Fanrechte: Gutes Kombinationsspiel

Pressebericht, junge welt, 12.05.2021

Datei "Gewalttäter Sport": Bundespolizei sieht unmittelbare Informierung Betroffener als Aufgabe an – unterlässt es aber

Es sind passgenaue Zuspiele. Progressive Abgeordnete aus dem Sportausschuss des Bundestags setzen das Bundesinnenministerium (BMI) weiter unter Druck. Mittels kleiner parlamentarischer Anfragen und sogenannter schriftlicher Fragen zum Beispiel. Die sportpolitischen Sprecherinnen der Grünen und der FDP, Monika Lazar und Britta Dassler, sind zumeist einen Spielzug voraus. Immer im Blick: die ominöse Datei »Gewalttäter Sport« (DGS) (jW berichtete mehrmals).

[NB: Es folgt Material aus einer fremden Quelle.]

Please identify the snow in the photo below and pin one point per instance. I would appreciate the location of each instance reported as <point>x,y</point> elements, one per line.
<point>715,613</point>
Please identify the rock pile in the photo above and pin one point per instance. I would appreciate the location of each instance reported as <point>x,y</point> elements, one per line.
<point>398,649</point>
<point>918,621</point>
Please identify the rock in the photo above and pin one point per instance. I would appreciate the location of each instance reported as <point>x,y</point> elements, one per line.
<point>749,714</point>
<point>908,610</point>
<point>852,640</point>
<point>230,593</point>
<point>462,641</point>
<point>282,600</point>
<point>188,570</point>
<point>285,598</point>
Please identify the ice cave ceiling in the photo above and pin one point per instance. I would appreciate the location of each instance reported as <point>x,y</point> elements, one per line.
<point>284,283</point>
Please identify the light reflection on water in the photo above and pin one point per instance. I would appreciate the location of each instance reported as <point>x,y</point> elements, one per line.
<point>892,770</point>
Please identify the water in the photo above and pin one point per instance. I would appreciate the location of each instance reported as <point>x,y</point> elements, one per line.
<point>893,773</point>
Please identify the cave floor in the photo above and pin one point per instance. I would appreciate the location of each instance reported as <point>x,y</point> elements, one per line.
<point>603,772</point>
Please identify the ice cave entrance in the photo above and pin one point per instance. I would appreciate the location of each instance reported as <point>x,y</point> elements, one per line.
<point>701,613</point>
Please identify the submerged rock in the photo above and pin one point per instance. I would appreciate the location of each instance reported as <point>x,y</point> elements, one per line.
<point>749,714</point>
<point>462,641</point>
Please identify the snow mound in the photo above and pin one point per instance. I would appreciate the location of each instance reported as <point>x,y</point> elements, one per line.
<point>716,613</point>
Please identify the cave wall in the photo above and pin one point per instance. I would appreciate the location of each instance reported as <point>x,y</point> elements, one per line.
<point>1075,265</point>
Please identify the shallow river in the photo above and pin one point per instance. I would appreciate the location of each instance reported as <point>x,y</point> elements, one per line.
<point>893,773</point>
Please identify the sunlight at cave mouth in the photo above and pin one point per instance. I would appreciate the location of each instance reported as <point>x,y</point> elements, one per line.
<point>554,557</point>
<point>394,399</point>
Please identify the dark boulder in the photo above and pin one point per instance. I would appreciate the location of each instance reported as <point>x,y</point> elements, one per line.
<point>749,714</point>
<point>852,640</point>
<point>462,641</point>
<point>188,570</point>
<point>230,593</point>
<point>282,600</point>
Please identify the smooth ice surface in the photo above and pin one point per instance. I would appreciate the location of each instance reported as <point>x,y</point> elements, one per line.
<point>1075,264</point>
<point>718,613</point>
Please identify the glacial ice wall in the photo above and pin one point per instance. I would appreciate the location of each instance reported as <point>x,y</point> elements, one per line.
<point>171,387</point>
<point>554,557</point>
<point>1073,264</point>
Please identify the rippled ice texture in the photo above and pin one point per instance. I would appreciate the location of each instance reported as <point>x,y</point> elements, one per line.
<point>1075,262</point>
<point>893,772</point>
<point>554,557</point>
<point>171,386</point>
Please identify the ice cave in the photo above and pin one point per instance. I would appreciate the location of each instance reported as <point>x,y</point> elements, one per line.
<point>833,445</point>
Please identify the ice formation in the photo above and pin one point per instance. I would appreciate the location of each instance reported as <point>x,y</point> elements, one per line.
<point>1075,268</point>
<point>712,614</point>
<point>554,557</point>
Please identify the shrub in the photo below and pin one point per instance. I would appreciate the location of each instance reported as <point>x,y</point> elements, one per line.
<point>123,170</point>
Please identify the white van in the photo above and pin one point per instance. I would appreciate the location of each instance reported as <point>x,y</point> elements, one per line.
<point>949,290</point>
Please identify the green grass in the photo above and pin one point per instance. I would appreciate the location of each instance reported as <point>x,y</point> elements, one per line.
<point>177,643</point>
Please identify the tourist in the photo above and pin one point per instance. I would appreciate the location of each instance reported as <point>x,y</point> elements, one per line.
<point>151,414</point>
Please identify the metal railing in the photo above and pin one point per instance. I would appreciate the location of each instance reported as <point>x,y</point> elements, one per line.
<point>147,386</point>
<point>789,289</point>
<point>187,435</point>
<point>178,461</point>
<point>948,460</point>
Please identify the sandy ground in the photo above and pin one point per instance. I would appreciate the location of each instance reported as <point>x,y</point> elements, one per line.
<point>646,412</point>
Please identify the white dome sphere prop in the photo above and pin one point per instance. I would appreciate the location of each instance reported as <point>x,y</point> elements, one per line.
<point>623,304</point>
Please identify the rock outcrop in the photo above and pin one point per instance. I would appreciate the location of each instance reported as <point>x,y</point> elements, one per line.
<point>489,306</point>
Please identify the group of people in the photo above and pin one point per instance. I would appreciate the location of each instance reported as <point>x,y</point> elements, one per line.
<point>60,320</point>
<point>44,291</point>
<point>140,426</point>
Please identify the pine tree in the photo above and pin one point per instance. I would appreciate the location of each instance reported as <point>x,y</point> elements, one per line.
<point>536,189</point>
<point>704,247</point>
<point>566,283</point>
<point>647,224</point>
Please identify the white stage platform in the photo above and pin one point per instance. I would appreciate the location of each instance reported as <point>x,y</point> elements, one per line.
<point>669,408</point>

Die DGS gilt Kritikern als eine Art Mogelpackung; mitnichten sind in der durch das Bundeskriminalamt als sogenannte Verbunddatei geführten Datenbank nur »Gewalttäter« erfasst. Es reicht, zum falschen Zeitpunkt am falschen Platz gewesen zu sein, um einen DGS-Eintrag zu erhalten – nach einem Platzverweis etwa. Eines der Probleme: Es gibt mit Ausnahme der Bundesländer Bremen und Rheinland-Pfalz keine bundesweite Informationspflicht. Personen erfahren so nicht, dass sie betroffen sind, verlangen deshalb keine Auskunft.

Keine Pflicht, kein Gebrauch

Zum parlamentarischen Spiel gehört auch: Antworten des BMI in Sachen Fanrechte führen oftmals zu Folgefragen. Wie in diesem Fall. Das Ministerium von Horst Seehofer (CSU) behauptete am 21. April auf eine kleine Anfrage unter dem Titel »Transparenz und Richtigkeit der Datei ›Gewalttäter Sport‹« der liberalen Sportpolitikerin Dassler, dass die Bundespolizei alle von einer Speicherung in die DGS betroffenen Personen gewissermaßen proaktiv und unmittelbar über einen Eintrag informiere.

Das wollte nun die Grüne Lazar genauer wissen, fragte also nach, wie viele Betroffene in den vergangenen 27 Monaten durch die Bundespolizeibehörden ohne Umwege über eine persönliche Datenerfassung unterrichtet worden seien. Apropos Bundespolizei: Sie verfügt derzeit über 222 »szenekundige Beamte«, die »unter Berücksichtigung einer saisonalen Prognose« im Umfeld von Fußballspielen eingesetzt werden, hieß es seitens des BMI auf Dasslers Anfrage.

Zurück zu Lazars Vorstoß – und der Antwort aus dem Hause Seehofers vom Montag, die jW exklusiv vorliegt. Darin steht: Die Bundespolizei sehe »in ihrer Regelung zur Nutzung der DGS keine Benachrichtigungspflicht über alle von einer Speicherung in die Datei betroffenen Personen vor«. Soweit, so schlecht. »Davon unbenommen«, heißt es weiter, »hat die Bundespolizei für ihre eigene Aufgabenwahrnehmung umgesetzt, dass die von einer Speicherung (…) betroffenen Personen aus kriminalpräventiven Gesichtspunkten auch ohne Antragstellung unmittelbar durch die zuständigen Bundespolizeidirektionen informiert werden können.« Und geschieht das auch? BMI: »In den vergangenen 27 Monaten hat die Bundespolizei von dieser Möglichkeit keinen Gebrauch gemacht.« Kurios, mindestens. Warum nur?

Nicht gewollt

Der erste Antwortversuch kommt von Lazar: »Ich muss davon ausgehen, dass es politisch nicht gewollt ist, an dieser Stelle Transparenz zu schaffen«, sagte sie am Dienstag gegenüber jW. Es bleibe dabei, die DGS müsse grundlegend reformiert werden. »Einspeichernde Behörden müssen betroffene Fans proaktiv informieren«, betonte die Sportpolitikerin wiederholt. Und Bundespolizeidirektionen die Information der Betroffenen freizustellen reiche nicht, »es braucht eine Informationspflicht, bundesweit«. Punkt. Bleiben die Parlamentarierinnen beim einstudierten Kombinationsspiel, müsste nun Lazars sportpolitische Kollegin Dassler weiter nachsetzen.